Cengiz Aktar is not yet finished. Responding to my points on humility and courage, he takes up the issue of the Armenian Genocide: ‘In Turkey we have our own need to know with courage and humility with the Armenian Genocide. Memory work is in full swing in Turkey. Without knowledge of such evil – we cannot fully reach the truth.’ I notice nobody flinches and none of the Turkish Government officials leave the room. Aktar is leading a movement to ask for pardon for the Armenian Genocide. He appears to have the ear of his peers.
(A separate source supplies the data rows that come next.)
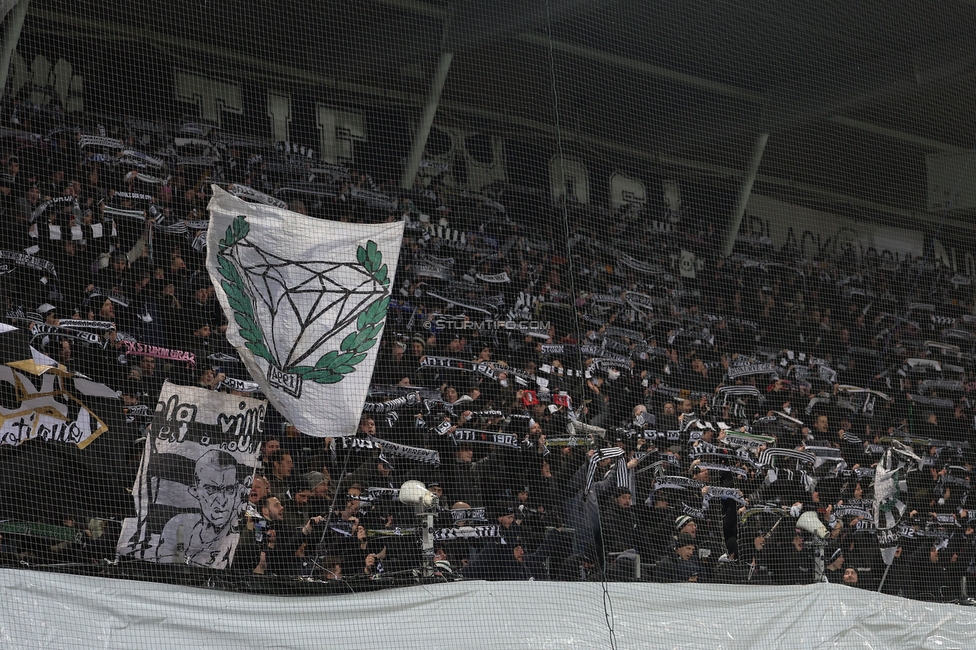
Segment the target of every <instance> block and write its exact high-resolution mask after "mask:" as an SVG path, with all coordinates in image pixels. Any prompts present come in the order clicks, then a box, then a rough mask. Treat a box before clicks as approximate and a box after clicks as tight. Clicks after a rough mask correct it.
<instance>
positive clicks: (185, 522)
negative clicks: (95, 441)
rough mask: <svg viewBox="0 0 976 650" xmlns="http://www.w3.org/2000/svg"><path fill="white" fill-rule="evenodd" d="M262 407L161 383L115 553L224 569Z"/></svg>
mask: <svg viewBox="0 0 976 650" xmlns="http://www.w3.org/2000/svg"><path fill="white" fill-rule="evenodd" d="M266 411H267V402H265V401H264V400H257V399H251V398H247V397H238V396H234V395H231V394H230V393H221V392H217V391H213V390H208V389H205V388H198V387H189V386H177V385H175V384H171V383H169V382H166V383H165V384H164V385H163V389H162V392H161V393H160V395H159V402H157V404H156V413H155V417H154V418H153V423H152V427H150V429H149V434H148V437H147V438H146V445H145V448H144V451H143V454H142V461H141V463H140V464H139V472H138V474H137V475H136V481H135V484H134V485H133V486H132V496H133V498H134V499H135V510H136V516H135V517H129V518H126V519H125V520H124V521H123V522H122V534H121V535H120V536H119V544H118V548H117V550H118V552H119V555H121V556H125V557H128V558H132V559H138V560H146V561H149V562H158V563H161V564H183V563H185V564H191V565H196V566H202V567H207V568H211V569H226V568H227V567H228V566H229V565H230V563H231V562H232V561H233V559H234V551H235V550H236V548H237V542H238V539H239V537H240V534H239V532H238V530H237V524H238V521H239V519H240V515H241V512H242V508H243V505H244V503H245V499H246V498H247V495H248V494H249V493H250V490H251V481H252V479H253V476H254V470H255V468H256V467H257V462H258V460H257V459H258V453H257V452H258V449H259V448H260V445H261V437H260V434H261V431H262V425H263V422H264V416H265V413H266Z"/></svg>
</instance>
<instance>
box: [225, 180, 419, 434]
mask: <svg viewBox="0 0 976 650" xmlns="http://www.w3.org/2000/svg"><path fill="white" fill-rule="evenodd" d="M213 193H214V195H213V199H211V201H210V205H209V210H210V229H209V231H208V233H207V270H208V271H209V272H210V277H211V278H212V280H213V283H214V286H215V287H216V291H217V297H218V299H219V300H220V304H221V305H222V306H223V308H224V313H225V314H227V318H228V320H229V321H230V325H229V326H228V328H227V338H228V340H229V341H230V342H231V344H232V345H233V346H234V347H235V348H237V351H238V352H239V354H240V356H241V359H242V360H243V361H244V363H245V365H246V366H247V368H248V370H249V371H250V372H251V376H252V377H253V378H254V380H255V381H256V382H258V384H259V385H260V386H261V390H263V391H264V393H265V395H266V396H267V397H268V399H269V400H270V401H271V403H272V404H273V405H274V406H275V408H276V409H278V411H280V412H281V413H282V414H283V415H284V416H285V417H287V418H288V419H289V420H290V421H291V422H292V424H294V425H295V426H296V427H298V429H299V430H300V431H302V432H304V433H307V434H309V435H314V436H349V435H353V434H354V433H355V431H356V425H357V423H358V421H359V416H360V412H361V411H362V408H363V404H364V403H365V401H366V392H367V390H368V388H369V380H370V376H371V375H372V373H373V365H374V363H375V362H376V353H377V351H378V349H379V341H380V335H381V333H382V330H383V323H384V321H385V320H386V309H387V306H388V305H389V302H390V290H391V287H392V282H393V276H394V274H395V273H396V265H397V259H398V257H399V254H400V243H401V241H402V239H403V223H402V222H396V223H387V224H378V225H361V224H348V223H339V222H334V221H325V220H322V219H314V218H311V217H307V216H304V215H301V214H298V213H295V212H290V211H288V210H284V209H281V208H277V207H274V206H269V205H261V204H257V203H248V202H245V201H242V200H241V199H239V198H237V197H234V196H231V195H230V194H228V193H227V192H224V191H223V190H221V189H220V188H219V187H216V186H214V188H213Z"/></svg>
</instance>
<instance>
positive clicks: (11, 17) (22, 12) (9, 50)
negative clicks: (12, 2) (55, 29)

The question is how teaching about the Holocaust is of benefit for the Turkish community, beyond knowing the basic facts. I suspect virtually no one in the room is there because of a fascination with contemporary European history. They are there grappling history, memory, identity, and values – their own mainly. There is palpable concern expressed about Muslims who live in non-Muslim countries. Viewed from Istanbul, Turkish Muslims living in Germany, France, or Britain are seen as a vulnerable diaspora, highly impacted by Islamophobia. Aktar sees teaching about the Holocaust as part of the answer to Islamophobia. ‘We need to teach Holocaust and genocide to combat Islamophobia. Teaching about otherness and suffering of others raises awareness of the consequences of prejudice. It will help understanding the difficulty facing Muslim communities.’
It may seem a leap of faith to suggest that teaching about the Holocaust will contribute to greater understanding between communities. Karel Fracapane of UNESCO hopes that such processes will indeed have the effect of bringing communities together towards greater understanding. Karen Pollack of the Holocaust Educational Trust does not think that teaching the Holocaust is a starting point for deeper community relations, but that it is important to know the history of the Holocaust because it is important to Jews and is important for Muslims to know about. I prefer Fracapane’s optimistic approach to find common values through learning about the Holocaust, but it is an ambitious goal whose task should not be underestimated. It is difficult enough to get agreement on how to deliver a basic education. But if our aspiration is not achieving a greater understanding between people, it seems we are squandering the opportunity. Do we want Muslims to know about the Holocaust and be hostile to Jews, or would we prefer for Muslims to know about the Holocaust and have a more open mind towards relations with the Jewish
community?
A member of the audience whose name I did not catch introduced himself as a writer and an ordained Imam, who recently travelled with thirty fellow Imams to Holocaust sites in Europe. I notice he sounds emotional as he speaks: ‘I had a dry knowledge. I thought the Holocaust was a Jewish issue. Then I tasted the real meaning of the suffering of the Jews in Europe first hand. I thought the Holocaust was a Jewish issue only, but there I realized it is the heritage of all human beings. The approach of the Muslim world is wrong. It is not about Muslims and Jews, it is about all of humanity. We have to correct our approaches accordingly.’